Занятно, что Дриш уподобил морфогенез в биологии акту художественного творчества, который с помощью проецирования интенсивностей формирует то пространство, в котором возникает художественная форма.

В 1974–1975 годах Пригов написал текст "Катарсис, или Крах всего святого на глазах у детей для Елизаветы Сергеевны Никищихиной и мужского актера". Жанр этого произведения не совсем ясен. С одной стороны, это явно пьеса с двумя действующими лицами, хотя каждое действующее лицо внутри этой пьесы и разыгрывает иные пьесы, притом актер-мужчина в них играет женщин, а актриса – мужчин. С другой стороны, происходящее в "Катарсисе" неоднократно определяется как не-театр, а акция. Связано это, например, с тем, что действуют в "Катарсисе" Дмитрий Александрович Пригов и известная актриса Елизавета Сергеевна Никищихина, чьи реальные муж и дочь многократно упоминаются.
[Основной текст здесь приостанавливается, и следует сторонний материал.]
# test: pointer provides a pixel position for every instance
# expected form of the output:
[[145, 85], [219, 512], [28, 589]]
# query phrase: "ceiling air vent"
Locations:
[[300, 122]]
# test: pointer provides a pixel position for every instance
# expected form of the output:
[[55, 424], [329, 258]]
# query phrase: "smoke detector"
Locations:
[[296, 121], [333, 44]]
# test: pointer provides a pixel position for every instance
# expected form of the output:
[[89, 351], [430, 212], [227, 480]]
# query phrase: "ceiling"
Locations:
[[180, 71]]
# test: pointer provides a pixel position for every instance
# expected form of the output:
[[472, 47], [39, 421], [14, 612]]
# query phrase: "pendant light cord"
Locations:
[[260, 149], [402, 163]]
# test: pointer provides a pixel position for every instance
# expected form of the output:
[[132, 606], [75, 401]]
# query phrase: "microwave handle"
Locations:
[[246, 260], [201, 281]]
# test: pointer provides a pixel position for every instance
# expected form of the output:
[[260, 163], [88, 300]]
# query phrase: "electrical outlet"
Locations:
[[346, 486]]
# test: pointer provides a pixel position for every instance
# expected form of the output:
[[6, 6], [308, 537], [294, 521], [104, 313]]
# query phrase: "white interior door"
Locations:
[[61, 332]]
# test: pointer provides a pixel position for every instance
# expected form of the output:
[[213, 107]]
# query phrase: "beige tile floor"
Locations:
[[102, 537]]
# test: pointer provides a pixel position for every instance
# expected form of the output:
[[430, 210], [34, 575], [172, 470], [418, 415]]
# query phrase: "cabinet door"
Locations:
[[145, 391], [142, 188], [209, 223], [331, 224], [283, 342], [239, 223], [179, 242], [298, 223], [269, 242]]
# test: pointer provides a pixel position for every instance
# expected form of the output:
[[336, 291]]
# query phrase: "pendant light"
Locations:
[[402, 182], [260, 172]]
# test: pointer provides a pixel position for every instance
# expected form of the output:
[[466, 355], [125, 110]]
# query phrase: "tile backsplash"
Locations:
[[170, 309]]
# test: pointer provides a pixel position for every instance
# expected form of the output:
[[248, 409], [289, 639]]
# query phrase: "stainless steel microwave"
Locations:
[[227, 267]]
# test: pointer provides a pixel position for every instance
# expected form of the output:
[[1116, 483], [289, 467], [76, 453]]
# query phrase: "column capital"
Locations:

В тексте объясняется:

Елизавета Сергеевна Никищихина не играет Елизавету Сергеевну Никищихину, а она и есть прямая Елизавета Сергеевна Никищихина ‹…›. А я просто не играю. А тот, кто будет играть, он, в сущности, играть не будет, он просто назовется Дмитрием Александровичем Приговым и будет им (М, с. 83).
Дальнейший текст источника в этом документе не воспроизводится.